A similar model to Trio’s nursery model is used in Rust’s Rayon::scope: https://docs.rs/rayon/1.2.0/rayon/fn.scope.html

One thing that caught my attention is that it suggests using manual joins instead of Rayon::scope when possible when performance or heap allocations need to be limited. Of course, this is largely because Rust is a systems language and it largely won’t matter in a language like Python, but it does make me wonder about how SC affects runtime costs.

Mentioning a few bullet points to get discussion started.

  1. Different implementations may have very different costs. Full stackful coroutines implemented with continuations are going to be more expensive than stackless coroutines which are compiler sugar for the CPS transform.

  2. In compiled languages, Nurseries can be viewed either as a static scope or as a dynamic object which can be passed around as a function parameter rather than as a lifetime parameter.

  3. The nursery models invariants may sometimes hinder algorithms that require the threads to not be structured as trees, but it also creates more opportunities for optimizations.

  4. Scopes & nurseries work well with RAII, and possibly escape analysis.

  5. (absolutely unlikely to be relevant near term but a pet issue of mine that may be relevant in 3-4 decades) Scoped concurrency handling helps contain side effects, so it’s easier to keep it around on a reversible computing architecture where you need to be able to unjoin processes to reverse computation in order to be able to reclaim the entropy they produced.

1 Like

The nursery models invariants may sometimes hinder algorithms that require the threads to not be structured as trees…

Just curious: do you have an example of such an algorithm? Ever since I discovered structured concurrency, I have been trying to find an example.

At this point, however, I am starting to wonder if structured concurrency will gain its own theorem along the lines of the structured program theorem, but a good counterexample would prove me wrong.

1 Like

Fundamentally, a nursery is a way to use the type system to force code to join all child tasks. So there’s really no intrinsic cost except for what’s required to join all child tasks.

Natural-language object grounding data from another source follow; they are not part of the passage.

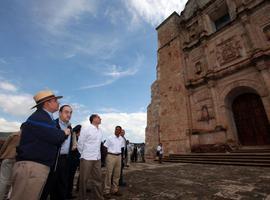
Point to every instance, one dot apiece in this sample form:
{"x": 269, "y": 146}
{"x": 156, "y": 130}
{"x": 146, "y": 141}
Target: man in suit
{"x": 123, "y": 158}
{"x": 56, "y": 185}
{"x": 37, "y": 150}
{"x": 7, "y": 156}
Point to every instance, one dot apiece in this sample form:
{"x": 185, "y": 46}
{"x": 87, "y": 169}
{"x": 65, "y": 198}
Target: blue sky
{"x": 99, "y": 54}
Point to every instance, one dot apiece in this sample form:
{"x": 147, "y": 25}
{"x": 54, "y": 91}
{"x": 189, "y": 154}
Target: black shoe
{"x": 71, "y": 197}
{"x": 123, "y": 184}
{"x": 107, "y": 196}
{"x": 117, "y": 194}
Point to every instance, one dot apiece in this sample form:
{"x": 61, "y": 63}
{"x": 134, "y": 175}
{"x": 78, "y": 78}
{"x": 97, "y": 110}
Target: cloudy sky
{"x": 99, "y": 54}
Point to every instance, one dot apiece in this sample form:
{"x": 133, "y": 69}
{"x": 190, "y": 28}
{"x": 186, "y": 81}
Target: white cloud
{"x": 108, "y": 110}
{"x": 107, "y": 82}
{"x": 153, "y": 11}
{"x": 7, "y": 126}
{"x": 8, "y": 86}
{"x": 117, "y": 72}
{"x": 16, "y": 104}
{"x": 133, "y": 123}
{"x": 56, "y": 16}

That has a small cost – you need some kind of data structure to track which tasks are still running, and tasks need some kind of reference to the nursery so they can report completion. But… in a correct program, you basically have to do this tracking anyway, and my guess is that if you’re doing it by hand, then on average you’re probably going to be less efficient than the version built into the runtime, not more efficient.

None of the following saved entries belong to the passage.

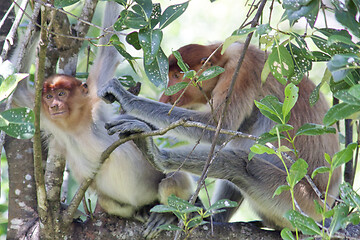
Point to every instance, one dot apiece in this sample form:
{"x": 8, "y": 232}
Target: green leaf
{"x": 347, "y": 15}
{"x": 340, "y": 63}
{"x": 183, "y": 66}
{"x": 222, "y": 203}
{"x": 129, "y": 19}
{"x": 175, "y": 88}
{"x": 261, "y": 149}
{"x": 345, "y": 96}
{"x": 327, "y": 158}
{"x": 286, "y": 234}
{"x": 181, "y": 205}
{"x": 120, "y": 47}
{"x": 267, "y": 137}
{"x": 338, "y": 112}
{"x": 195, "y": 221}
{"x": 127, "y": 81}
{"x": 305, "y": 224}
{"x": 340, "y": 213}
{"x": 64, "y": 3}
{"x": 318, "y": 208}
{"x": 343, "y": 156}
{"x": 281, "y": 189}
{"x": 210, "y": 73}
{"x": 294, "y": 10}
{"x": 270, "y": 107}
{"x": 320, "y": 170}
{"x": 169, "y": 227}
{"x": 355, "y": 91}
{"x": 349, "y": 196}
{"x": 235, "y": 37}
{"x": 150, "y": 42}
{"x": 281, "y": 64}
{"x": 163, "y": 209}
{"x": 340, "y": 39}
{"x": 133, "y": 39}
{"x": 155, "y": 15}
{"x": 297, "y": 171}
{"x": 10, "y": 83}
{"x": 302, "y": 64}
{"x": 145, "y": 6}
{"x": 157, "y": 71}
{"x": 335, "y": 48}
{"x": 189, "y": 74}
{"x": 265, "y": 72}
{"x": 312, "y": 129}
{"x": 21, "y": 123}
{"x": 171, "y": 13}
{"x": 281, "y": 128}
{"x": 291, "y": 96}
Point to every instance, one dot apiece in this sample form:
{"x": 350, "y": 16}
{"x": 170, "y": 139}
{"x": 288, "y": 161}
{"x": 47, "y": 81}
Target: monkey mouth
{"x": 58, "y": 114}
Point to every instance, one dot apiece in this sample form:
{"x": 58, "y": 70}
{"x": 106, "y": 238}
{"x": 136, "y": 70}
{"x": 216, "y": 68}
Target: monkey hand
{"x": 126, "y": 125}
{"x": 114, "y": 91}
{"x": 156, "y": 220}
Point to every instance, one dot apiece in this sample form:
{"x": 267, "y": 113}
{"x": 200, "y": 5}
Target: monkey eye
{"x": 62, "y": 93}
{"x": 176, "y": 75}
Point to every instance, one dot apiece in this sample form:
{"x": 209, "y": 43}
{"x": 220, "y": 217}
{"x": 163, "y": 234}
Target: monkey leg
{"x": 115, "y": 208}
{"x": 226, "y": 190}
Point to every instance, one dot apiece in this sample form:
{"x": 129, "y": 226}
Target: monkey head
{"x": 194, "y": 56}
{"x": 62, "y": 96}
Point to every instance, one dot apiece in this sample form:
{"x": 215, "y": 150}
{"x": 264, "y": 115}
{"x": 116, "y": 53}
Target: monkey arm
{"x": 156, "y": 113}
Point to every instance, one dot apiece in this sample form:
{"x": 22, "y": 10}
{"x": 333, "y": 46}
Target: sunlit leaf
{"x": 281, "y": 64}
{"x": 10, "y": 83}
{"x": 175, "y": 88}
{"x": 64, "y": 3}
{"x": 261, "y": 149}
{"x": 150, "y": 41}
{"x": 320, "y": 170}
{"x": 210, "y": 73}
{"x": 21, "y": 123}
{"x": 297, "y": 171}
{"x": 146, "y": 7}
{"x": 296, "y": 9}
{"x": 305, "y": 224}
{"x": 291, "y": 96}
{"x": 312, "y": 129}
{"x": 281, "y": 128}
{"x": 157, "y": 71}
{"x": 281, "y": 189}
{"x": 133, "y": 39}
{"x": 286, "y": 234}
{"x": 171, "y": 13}
{"x": 338, "y": 112}
{"x": 180, "y": 62}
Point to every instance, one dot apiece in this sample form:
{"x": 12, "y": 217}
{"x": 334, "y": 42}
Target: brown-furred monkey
{"x": 75, "y": 117}
{"x": 255, "y": 180}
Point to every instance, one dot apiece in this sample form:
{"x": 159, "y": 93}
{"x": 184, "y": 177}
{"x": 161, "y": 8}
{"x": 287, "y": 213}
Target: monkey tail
{"x": 108, "y": 58}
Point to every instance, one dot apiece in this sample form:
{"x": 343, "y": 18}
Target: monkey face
{"x": 57, "y": 103}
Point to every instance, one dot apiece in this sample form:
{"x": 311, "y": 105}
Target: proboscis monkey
{"x": 257, "y": 179}
{"x": 75, "y": 117}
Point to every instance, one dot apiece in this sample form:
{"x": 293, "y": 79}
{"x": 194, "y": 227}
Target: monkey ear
{"x": 208, "y": 64}
{"x": 84, "y": 88}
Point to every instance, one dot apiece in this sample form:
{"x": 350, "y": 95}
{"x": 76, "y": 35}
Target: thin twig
{"x": 6, "y": 15}
{"x": 105, "y": 30}
{"x": 9, "y": 41}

It’s mostly academic though – keeping a list of running tasks is a pretty trivial cost no matter how you do it.

1 Like

The structured program theorem says that any computation that can be expressed with GOTOs can also be expressed with structured control flow primitives. It’s true, but mostly[1] useless, because what we actually care about is whether any computation that can be expressed elegantly with GOTOs can also be expressed elegantly with structured control flow, and the theorem does not say anything about elegance :-).

The situation for structured concurrency is exactly the same. You can implement a general go primitive using nurseries: just create a global nursery at the top of your program, stash it in a global variable, and then define go as a function that spawns a task into that nursery that runs the user’s code, captures any exceptions, and discards them. Therefore, any computation that can be expressed with go can also be expressed with structured concurrency… but it’s super gross so it doesn’t answer the question we really wanted to know. (Though one could argue that it’s merely revealing the inherent grossness of go statements.)

[1] The structured program theorem does actually have one surprisingly important practical application that I know about: JS/WASM only allow structured control flow, so C/C++ → JS/WASM compilers like emscripten actually rely on this theorem to remove the GOTOs from C/C++! They call it the “relooper”.

4 Likes

But then again, how do you define “elegance”? Short code? Ease of writing the code? Ease of guaranteeing correctness?

I personally think that the latter is the best definition, and I also think that structured concurrency enables it more strongly than unstructured concurrency, just as structured programming enables it more strongly than unstructured programming.